The external ear contains a single piece of elastic cartilage with closely adherent perichondrium. The upper two thirds of the ear contain cartilage; the lower third (lobule) is absent of cartilage. The cartilage has no direct blood supply, as nutrients are supplied and absorbed directly from its overlying perichondrium. The skin of the auricle adheres tightly to the underlying cartilage and contains little subcutaneous tissue. The posterior/medial ear has more subcutaneous tissue, has a rich blood supply, and is more loosely tethered to the framework.
Three extrinsic muscles connect the auricle to the scalp: the anterior, superior, and posterior auricular muscles. The anterior ligament extends from the tragus to the root of the zygomatic process of the temporal bone. The posterior ligament passes from the posterior surface of the concha to the lateral surface of the mastoid process. The auricle is attached to the temporal bone by its fibrocartilaginous tissue.

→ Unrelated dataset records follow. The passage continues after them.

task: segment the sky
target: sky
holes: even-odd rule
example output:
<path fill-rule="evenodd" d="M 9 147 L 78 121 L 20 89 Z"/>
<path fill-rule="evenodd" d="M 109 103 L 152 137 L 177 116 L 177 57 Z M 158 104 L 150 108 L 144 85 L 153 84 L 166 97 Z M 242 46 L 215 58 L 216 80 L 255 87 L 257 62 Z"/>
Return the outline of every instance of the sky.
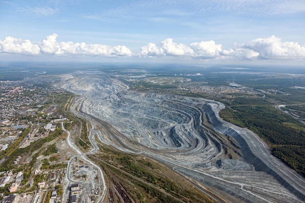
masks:
<path fill-rule="evenodd" d="M 304 0 L 0 0 L 0 61 L 305 62 Z"/>

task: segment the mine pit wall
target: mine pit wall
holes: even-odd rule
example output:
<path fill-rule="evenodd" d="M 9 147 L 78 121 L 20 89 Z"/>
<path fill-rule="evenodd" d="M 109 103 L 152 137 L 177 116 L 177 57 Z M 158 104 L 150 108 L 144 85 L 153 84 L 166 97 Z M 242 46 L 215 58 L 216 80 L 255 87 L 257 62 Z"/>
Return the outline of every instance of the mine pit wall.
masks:
<path fill-rule="evenodd" d="M 255 155 L 251 151 L 244 138 L 233 129 L 224 125 L 224 123 L 216 116 L 210 105 L 206 104 L 202 107 L 204 111 L 209 116 L 212 126 L 215 130 L 223 135 L 232 137 L 239 145 L 240 150 L 245 160 L 252 165 L 255 168 L 255 170 L 266 172 L 273 176 L 281 184 L 288 189 L 290 192 L 294 194 L 302 201 L 305 200 L 305 194 L 303 194 L 294 188 L 291 184 L 282 178 L 280 175 L 275 172 L 267 166 L 263 161 Z"/>

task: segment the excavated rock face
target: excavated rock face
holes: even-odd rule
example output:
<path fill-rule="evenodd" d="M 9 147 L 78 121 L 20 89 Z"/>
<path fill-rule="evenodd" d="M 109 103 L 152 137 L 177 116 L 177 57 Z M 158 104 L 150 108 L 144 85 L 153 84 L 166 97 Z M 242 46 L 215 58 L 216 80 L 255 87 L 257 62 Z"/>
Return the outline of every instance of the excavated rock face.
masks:
<path fill-rule="evenodd" d="M 247 175 L 252 174 L 256 177 L 251 185 L 258 185 L 260 182 L 257 180 L 260 178 L 256 177 L 261 175 L 258 175 L 254 169 L 267 172 L 280 183 L 277 185 L 272 182 L 274 187 L 268 189 L 270 192 L 275 192 L 282 185 L 304 200 L 304 180 L 282 167 L 282 164 L 272 157 L 268 148 L 252 132 L 221 120 L 218 112 L 225 107 L 223 104 L 200 98 L 133 92 L 118 80 L 95 74 L 66 77 L 60 87 L 82 97 L 78 100 L 79 111 L 111 124 L 126 141 L 146 148 L 149 155 L 174 166 L 177 170 L 199 182 L 201 177 L 211 171 L 229 170 L 233 174 L 234 171 L 246 170 L 251 173 Z M 204 119 L 209 120 L 209 126 L 205 126 Z M 239 145 L 242 159 L 223 159 L 225 158 L 225 146 L 221 141 L 223 138 L 215 138 L 217 133 L 212 136 L 211 131 L 213 129 L 234 138 Z M 109 140 L 114 141 L 118 138 Z M 114 144 L 119 148 L 123 147 L 119 142 Z M 124 145 L 128 145 L 128 142 Z M 135 152 L 143 148 L 137 149 L 136 146 L 133 148 Z M 154 153 L 153 155 L 152 151 Z M 272 179 L 272 176 L 268 178 Z M 229 195 L 240 196 L 238 199 L 246 202 L 265 202 L 258 201 L 255 196 L 249 195 L 250 193 L 245 189 L 240 193 L 244 194 L 240 195 L 240 187 L 233 186 L 239 184 L 238 179 L 231 188 L 222 185 L 224 180 L 210 180 L 209 177 L 206 176 L 202 184 L 224 191 Z M 228 183 L 226 184 L 231 184 Z M 261 189 L 266 192 L 266 189 Z M 249 190 L 255 193 L 253 188 Z M 293 197 L 286 189 L 283 188 L 282 192 Z M 261 191 L 256 195 L 263 195 L 261 199 L 268 198 Z M 286 195 L 283 195 L 285 198 L 283 199 L 287 201 L 286 202 L 291 202 Z"/>

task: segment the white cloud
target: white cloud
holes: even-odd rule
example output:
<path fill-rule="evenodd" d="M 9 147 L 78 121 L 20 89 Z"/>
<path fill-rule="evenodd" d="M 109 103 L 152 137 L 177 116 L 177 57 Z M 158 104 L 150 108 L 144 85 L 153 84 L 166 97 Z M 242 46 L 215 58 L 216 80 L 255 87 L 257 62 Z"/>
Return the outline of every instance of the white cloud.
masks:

The rich auricular blood supply consists of interconnections between the posterior auricular artery (PAA) and the superficial temporal artery (STA) (see the image above). These provide extraordinary vascularization, allowing the auricle to undergo significant trauma, either surgically or accidentally, without losing its viability. The PAA supplies most of blood to the anterior ear. It arises from the STA just below the level of the lobule. The PAA passes cephalad in the postauricular sulcus, giving branches to the medial surface of the ear. It terminates by joining a posterior branch of the STA, completing a vascular ring around the base of the ear. The STA gives off an auricular branch just anterior to the tragus. By itself, it provides a lesser contribution to the auricle.

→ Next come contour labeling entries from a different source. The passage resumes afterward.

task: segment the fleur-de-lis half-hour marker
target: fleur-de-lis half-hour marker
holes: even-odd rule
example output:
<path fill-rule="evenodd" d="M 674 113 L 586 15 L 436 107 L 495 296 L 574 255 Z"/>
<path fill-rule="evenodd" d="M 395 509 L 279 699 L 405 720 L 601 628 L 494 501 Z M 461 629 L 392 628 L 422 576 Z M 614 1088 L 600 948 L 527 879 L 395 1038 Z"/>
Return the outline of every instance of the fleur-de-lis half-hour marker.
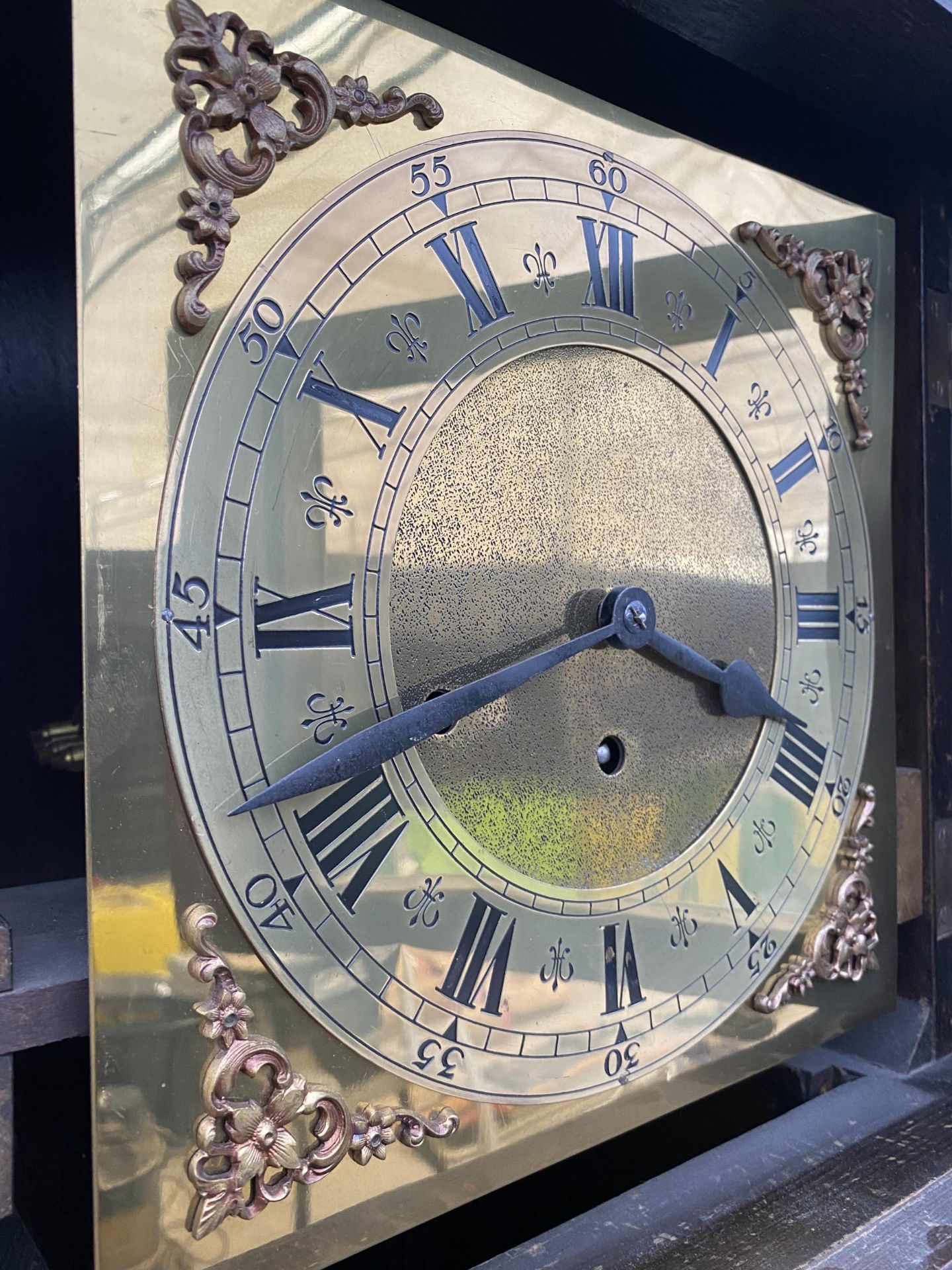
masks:
<path fill-rule="evenodd" d="M 552 992 L 559 988 L 560 983 L 569 983 L 575 974 L 575 966 L 569 960 L 570 952 L 570 947 L 562 947 L 561 939 L 548 950 L 548 961 L 542 966 L 538 977 L 543 983 L 552 984 Z"/>
<path fill-rule="evenodd" d="M 762 414 L 767 419 L 772 414 L 770 403 L 767 400 L 769 395 L 769 389 L 762 389 L 759 384 L 750 385 L 750 396 L 748 398 L 750 413 L 748 414 L 748 419 L 759 419 Z"/>
<path fill-rule="evenodd" d="M 320 519 L 322 514 L 330 518 L 331 525 L 340 526 L 341 517 L 353 516 L 354 513 L 347 505 L 347 494 L 327 494 L 322 486 L 326 489 L 334 489 L 334 481 L 330 476 L 315 476 L 311 483 L 314 488 L 314 494 L 308 493 L 306 489 L 301 490 L 301 498 L 307 503 L 305 508 L 305 519 L 311 526 L 312 530 L 322 530 L 327 521 Z"/>
<path fill-rule="evenodd" d="M 555 291 L 555 278 L 552 273 L 557 265 L 557 260 L 552 251 L 543 251 L 542 248 L 536 243 L 534 251 L 527 251 L 522 258 L 523 269 L 527 273 L 534 273 L 536 277 L 532 279 L 533 287 L 538 291 L 539 287 L 546 295 L 550 291 Z"/>
<path fill-rule="evenodd" d="M 671 330 L 684 330 L 684 323 L 691 321 L 694 316 L 694 310 L 685 301 L 684 292 L 679 291 L 675 295 L 673 291 L 665 291 L 664 302 L 669 306 L 668 321 L 671 324 Z"/>
<path fill-rule="evenodd" d="M 326 702 L 326 705 L 321 702 Z M 347 728 L 344 715 L 354 712 L 353 706 L 344 705 L 343 697 L 335 697 L 331 701 L 322 692 L 315 692 L 307 698 L 307 709 L 310 710 L 310 715 L 307 719 L 301 720 L 301 726 L 314 728 L 314 739 L 319 745 L 329 745 L 334 739 L 334 729 L 340 728 L 343 730 Z"/>
<path fill-rule="evenodd" d="M 416 357 L 419 356 L 420 361 L 425 362 L 429 344 L 425 339 L 420 339 L 423 323 L 416 314 L 405 312 L 402 321 L 396 314 L 391 314 L 390 321 L 396 328 L 396 330 L 391 330 L 387 334 L 386 339 L 387 348 L 391 353 L 406 353 L 407 362 L 416 361 Z"/>

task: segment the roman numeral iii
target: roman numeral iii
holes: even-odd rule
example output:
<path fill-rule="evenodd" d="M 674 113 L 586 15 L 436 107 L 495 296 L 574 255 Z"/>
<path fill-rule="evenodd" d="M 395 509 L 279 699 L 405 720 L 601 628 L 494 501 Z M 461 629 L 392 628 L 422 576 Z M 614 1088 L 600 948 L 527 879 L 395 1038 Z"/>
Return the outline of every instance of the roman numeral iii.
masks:
<path fill-rule="evenodd" d="M 493 277 L 489 260 L 480 246 L 480 240 L 476 237 L 476 221 L 467 221 L 466 225 L 458 225 L 451 232 L 453 235 L 452 246 L 446 234 L 439 234 L 437 237 L 430 239 L 429 243 L 424 243 L 424 246 L 428 246 L 437 255 L 453 279 L 457 291 L 466 301 L 466 320 L 470 324 L 470 335 L 472 337 L 477 330 L 489 326 L 490 323 L 499 321 L 500 318 L 512 318 L 512 311 L 505 306 L 503 292 Z M 463 254 L 468 255 L 476 271 L 485 300 L 466 272 Z"/>
<path fill-rule="evenodd" d="M 809 808 L 820 786 L 825 762 L 826 745 L 814 740 L 806 728 L 788 723 L 770 780 Z"/>
<path fill-rule="evenodd" d="M 589 283 L 585 288 L 583 305 L 594 309 L 614 309 L 619 314 L 636 318 L 635 312 L 635 239 L 631 230 L 619 229 L 608 221 L 594 221 L 590 216 L 580 216 L 581 231 L 585 236 L 585 253 L 589 260 Z M 608 273 L 608 297 L 603 276 L 603 244 L 605 272 Z"/>
<path fill-rule="evenodd" d="M 495 951 L 491 952 L 491 950 L 498 927 L 506 916 L 501 908 L 486 903 L 473 892 L 473 906 L 466 919 L 463 933 L 453 954 L 453 960 L 449 963 L 447 977 L 437 992 L 442 992 L 444 997 L 452 997 L 461 1006 L 472 1007 L 486 984 L 486 1001 L 480 1008 L 484 1015 L 501 1013 L 499 1006 L 503 999 L 509 952 L 513 947 L 514 917 L 496 942 Z"/>
<path fill-rule="evenodd" d="M 406 828 L 380 767 L 344 781 L 294 819 L 326 881 L 335 889 L 343 881 L 338 894 L 349 913 Z"/>
<path fill-rule="evenodd" d="M 613 1015 L 625 1010 L 625 993 L 628 993 L 628 1005 L 636 1006 L 644 1001 L 641 980 L 638 979 L 638 963 L 635 960 L 635 942 L 631 937 L 631 922 L 625 922 L 625 939 L 621 947 L 621 974 L 618 974 L 618 925 L 602 927 L 605 954 L 605 1008 L 603 1015 Z"/>
<path fill-rule="evenodd" d="M 303 596 L 282 596 L 255 578 L 253 599 L 258 657 L 287 648 L 345 648 L 354 655 L 353 574 L 339 587 L 308 591 Z M 324 625 L 293 622 L 307 617 L 321 617 Z"/>

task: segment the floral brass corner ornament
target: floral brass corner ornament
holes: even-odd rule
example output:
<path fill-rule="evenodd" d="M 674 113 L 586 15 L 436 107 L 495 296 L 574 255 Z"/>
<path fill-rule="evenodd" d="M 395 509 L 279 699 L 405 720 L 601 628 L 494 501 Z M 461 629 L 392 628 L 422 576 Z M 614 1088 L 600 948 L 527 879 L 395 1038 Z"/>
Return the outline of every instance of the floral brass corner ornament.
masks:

The depth of this vascular ring can vary from just a few millimeters beneath the skin to as deep as 1 cm. It supplies an area of 6 cm by 11 cm that extends from the tragus to 5 cm posterior to the external auditory canal and 6 cm inferior to the mastoid. Supply to the conchal area is derived from perforators consistently found piercing the conchal floor and originating from the PAA. Also, a rich anastomotic network exists between the PAA and the occipital artery.

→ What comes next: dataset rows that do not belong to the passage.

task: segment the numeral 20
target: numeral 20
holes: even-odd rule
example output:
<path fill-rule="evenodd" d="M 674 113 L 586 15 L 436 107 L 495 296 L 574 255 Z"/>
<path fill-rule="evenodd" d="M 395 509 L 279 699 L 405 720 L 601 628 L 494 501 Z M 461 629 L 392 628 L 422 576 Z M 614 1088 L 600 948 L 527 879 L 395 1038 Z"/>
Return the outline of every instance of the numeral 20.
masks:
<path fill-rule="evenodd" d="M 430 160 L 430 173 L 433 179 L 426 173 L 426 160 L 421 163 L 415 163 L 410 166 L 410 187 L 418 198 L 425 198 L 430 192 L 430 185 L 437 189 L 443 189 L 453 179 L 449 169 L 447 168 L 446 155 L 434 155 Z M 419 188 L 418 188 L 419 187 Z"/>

The auricle also has a rich nerve supply, which is made up of multiple cranial nerves as well as branches of the cervical plexus. The greater auricular nerve supplies most of the auricle, from the posterior/medial aspect to the anterior/lateral lobule, helix, and antihelix. It extends superiorly, where it shares innervation with the auriculotemporal nerve. The auriculotemporal nerve is a branch of the mandibular division of the trigeminal nerve (CN V3), which supplies the tragus, helical crus, and skin superior to the auricle. The lesser occipital nerve supplies skin posterior to the auricle. Cranial nerves (CN) VII and X supply most of the innervation to the cavum conchae and posterior external auditory canal arising from the middle ear. These are important to address when trying to obtain a complete nerve block when repairing the auricle.